- Unexpectedly spacious interior
- Comfy, easy driving manners
- Great highway fuel economy
- Insultingly overpriced
- Slow acceleration
- Lacks standard driver aids
As the workaday Volkswagen Golf is now sold only in overseas markets, there’s been a hatchback-shaped hole in Volkswagen’s United States lineup. (Fortunately, we still get the Golf GTI and Golf R.) Meanwhile, the subcompact SUV segment has exploded, eventually encompassing more than 20 wee SUVs—but none made by Volkswagen. That changed with the introduction of the Taos, which aims to fill VW’s hatchback-y void in price and practicality while elbowing its way into contention in a hot segment.
The single Taos made available for SUV of the Year evaluation was loaded with nearly every feature—which ultimately led to it being unanimously nixed in the first round. We say “nearly every feature” because a recall on all-wheel-drive models meant that only a front-drive example was available. It came in range-topping SEL trim, equipped with niceties like a larger digital gauge display, premium audio, and leather seating upholstery. The SEL is also the sole trim that comes with adaptive cruise control and lane keep assist—standard tech on every Toyota C-HR, Mazda CX-30, and automatic-transmission Subaru Crosstrek.
So we all blinked in amazement at the Taos’ window sticker, which carried a bottom line of $34,280. For a small front-wheel-drive crossover. With 158 hp. And no power liftgate. Or standard sunroof.
So the Taos flopped in the value portion of our criteria. “I looked at this price and nearly had a heart attack,” Mexico editor Miguel Cortina said. “How could Volkswagen expect people to pay so much for this?”
We couldn’t figure it out. The Taos’ interior is filled with hard, cheap plastics, and an 8.5-second 0-60-mph time makes it among the slowest vehicles in this year’s competition. In addition, an all-wheel-drive model might not have gotten stuck in the sandpit as this front-driver did.
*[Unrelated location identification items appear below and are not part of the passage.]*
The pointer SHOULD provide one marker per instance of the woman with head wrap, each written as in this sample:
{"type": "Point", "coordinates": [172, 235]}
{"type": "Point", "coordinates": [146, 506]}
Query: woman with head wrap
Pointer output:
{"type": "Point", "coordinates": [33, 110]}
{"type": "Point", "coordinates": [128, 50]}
This isn’t to say the Taos doesn’t have commendable attributes—far from it. Its packaging is brilliant, and it feels more spacious than its exterior proportions suggest. Even this author, our tallest editor (6-foot-10), could squeeze into the second row behind the driver’s seat adjusted for himself. Additionally, its cargo capacity rivals some crossovers a size up. At 36 mpg, it’s tied with the Nissan Kicks for best-in-segment highway fuel economy.
Although the Taos’ driving dynamics don’t provide enthusiast thrills, they will suffice for drivers seeking a spacious, straightforward, and confident-handling vehicle. “The cushy ride, light steering, and punchy four-pot would make for a compelling combination at the right price,” Detroit editor Alisa Priddle said. Editorial director Ed Loh noted it has “a certain sporty-in-a-no-frills-rental-car vibe” and equated its “grippy, planted” sensation to that of the iconic GTI.
Thing is, at $30,540 to start, the GTI can be had for even less than the Taos we evaluated. This is an instance where we wished for a lower-spec example to try. “Drop the price to the basic S trim’s $24,190, and I can make a case for this crossover,” senior editor Greg Fink said. “It’d be a charming little thing if its cost was more in line with its competitors.”
But the MSRP of the Taos we tried simply wasn’t. Decent as it may be, Volkswagen’s subcompact SUV would need to be great to justify the outlay.